SAN JOSE (KRON) – Elizabeth Holmes, the youngest self-made billionaire in America, was silent as she arrived at a federal courthouse in San Jose Wednesday surrounded by a throng of news cameras.
Holmes is charged with fraud and faces 20 years in prison if convicted. She remained silent when a reporter asked her if she felt she would get an unbiased jury.
The case is one of the biggest scandals in Silicon Valley history. Blood tests conducted by Holmes’ company, Theranos, gave false results for patients.
Holmes rose into a Silicon Valley star as the young CEO of Theranos, a blood-testing company worth $9 billion. When federal investigators charged her with defrauding investors and patients, Holmes had a long way to fall.
Jury selection continued on Wednesday with prospective jurors being peppered with questions from the judge, prosecutors, and defense attorneys.
One revealing question asked was about domestic abuse. Prosecutors asked if anyone had been involved personally in domestic abuse, and whether hearing testimony about abuse would trigger emotions.
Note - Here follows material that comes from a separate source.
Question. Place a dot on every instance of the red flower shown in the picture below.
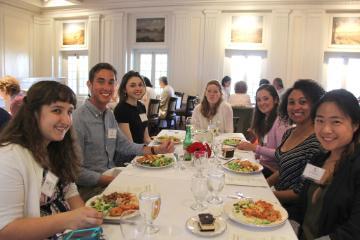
(198, 146)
Holmes is anticipated to take the stand in her own defense and claim she was abused by her ex-boyfriend, Ramesh “Sunny” Balwani.
Balwani was COO of Theranos. In court documents unsealed over the weekend, Holmes’ attorneys wrote that they plan to pin the blame on Balwani. They claim he controlled and manipulated Holmes, “essentially dominating her and erasing her capacity to make decisions.”
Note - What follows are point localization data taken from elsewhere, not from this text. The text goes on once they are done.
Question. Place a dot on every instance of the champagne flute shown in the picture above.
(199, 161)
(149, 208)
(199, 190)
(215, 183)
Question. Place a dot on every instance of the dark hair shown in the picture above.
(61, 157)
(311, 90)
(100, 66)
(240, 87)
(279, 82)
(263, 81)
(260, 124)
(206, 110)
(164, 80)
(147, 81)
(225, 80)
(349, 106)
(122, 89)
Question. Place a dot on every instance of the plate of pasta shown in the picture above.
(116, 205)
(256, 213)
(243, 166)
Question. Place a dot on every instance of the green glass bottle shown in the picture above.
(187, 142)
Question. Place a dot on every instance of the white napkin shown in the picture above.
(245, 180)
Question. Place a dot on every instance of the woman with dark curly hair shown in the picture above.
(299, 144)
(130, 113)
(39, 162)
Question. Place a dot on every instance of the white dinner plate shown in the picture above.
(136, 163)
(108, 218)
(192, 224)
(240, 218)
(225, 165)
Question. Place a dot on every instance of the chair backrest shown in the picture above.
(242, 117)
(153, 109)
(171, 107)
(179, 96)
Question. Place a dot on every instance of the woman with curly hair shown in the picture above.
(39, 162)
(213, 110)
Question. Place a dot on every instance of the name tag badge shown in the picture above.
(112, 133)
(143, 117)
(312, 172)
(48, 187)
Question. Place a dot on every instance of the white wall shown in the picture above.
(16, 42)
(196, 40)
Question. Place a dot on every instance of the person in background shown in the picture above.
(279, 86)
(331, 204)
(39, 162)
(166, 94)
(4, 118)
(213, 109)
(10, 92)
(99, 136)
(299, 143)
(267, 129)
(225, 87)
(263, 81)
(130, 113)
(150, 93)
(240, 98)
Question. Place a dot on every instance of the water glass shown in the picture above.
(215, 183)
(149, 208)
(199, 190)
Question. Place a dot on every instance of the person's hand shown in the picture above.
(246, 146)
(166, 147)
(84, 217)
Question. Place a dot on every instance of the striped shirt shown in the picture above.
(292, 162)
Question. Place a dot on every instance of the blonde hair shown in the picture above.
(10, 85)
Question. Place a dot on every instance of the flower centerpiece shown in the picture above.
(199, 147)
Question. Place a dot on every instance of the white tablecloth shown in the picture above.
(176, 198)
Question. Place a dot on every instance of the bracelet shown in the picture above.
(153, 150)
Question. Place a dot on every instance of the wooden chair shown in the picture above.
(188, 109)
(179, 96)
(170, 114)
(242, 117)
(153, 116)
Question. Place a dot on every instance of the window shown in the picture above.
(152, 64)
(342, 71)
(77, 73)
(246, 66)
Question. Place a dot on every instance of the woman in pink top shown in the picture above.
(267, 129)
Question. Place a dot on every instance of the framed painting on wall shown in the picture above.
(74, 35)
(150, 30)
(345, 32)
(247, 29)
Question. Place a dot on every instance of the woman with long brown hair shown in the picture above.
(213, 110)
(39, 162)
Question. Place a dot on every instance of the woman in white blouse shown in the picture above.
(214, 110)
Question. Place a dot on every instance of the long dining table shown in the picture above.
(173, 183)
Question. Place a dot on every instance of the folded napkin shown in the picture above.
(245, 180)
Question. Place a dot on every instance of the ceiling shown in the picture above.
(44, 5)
Balwani and Holmes both pleaded not guilty to fraud. They are being put on trial separately.
Dozens of prospective jurors were dismissed Wednesday. One dismissed woman, Kemi Nelson, works as a domestic violence attorney. Nelson thought she would have been a fair juror.
“It would have been interesting to serve on the jury. I’m trained as a lawyer. My job is to evaluate the facts, weigh credibility, and be objective,” Nelson told KRON4.
“The indictment alleges Mrs. Holmes and (Balwani) knowingly and intentionally devised a scheme to defraud investors and patients,” U.S. District Judge Edward Davila told prospective jurors Wednesday as he outlined jury instructions.
The issue talked about the most during jury selection was past media exposure. Prospective jurors admitted to the judge that they already knew a lot about the case from watching documentaries, listening to podcasts, reading books, seeing news headlines, and viewing memes on social media.
Many of the jurors felt that they could push their previous feelings and beliefs about Holmes aside, and only make a judgment based on facts presented in a courtroom.
Prosecutors said they have strong concerns about the widespread publicity of the case.
Several prospective jurors watched a documentary titled, “The Inventor: Out for Blood in Silicon Valley” and read the book “Bad Blood,” which are all about the rise and fall of Theranos.
One juror said, “The documentary gave a negative picture about the defendant. I recognize I have some bias. I can try to put aside bias and only look at the facts.”
Another juror who promised to be unbiased and fair said, “There are always two sides to a story.”
A third juror said her only exposure to the case from memes on social media poking fun at Holmes’ voice. Holmes often spoke in a low, baritone voice. Critics on social media have quipped that Holmes uses a “fake voice” to convey her words with authority. So far, Holmes has not said a word in the courtroom.
Judge Davila said trying to disregard past media exposure for most people is a difficult “Herculean task.”
Another juror said he had read news articles about the case, but it had been so long since the scandal first broke, he forgot everything about Holmes, except for one thing.
“The only thing I remember is the defendant’s penchant for turtlenecks,” he said.
Late Wednesday afternoon, Judge Davila said, “I am confident we will select a jury today.” But after a 20-minute break, Davila returned to the courtroom and said the jury will not be selected and sworn-in until Thursday.
The trial was heavily delayed earlier this year because of Homles’ pregnancy. There was a possibility that she would bring her new baby to the courtroom with her. But so far, she has chosen to not bring her infant.
Opening arguments are set to begin Sept. 8. Davila said the trial will last over three months.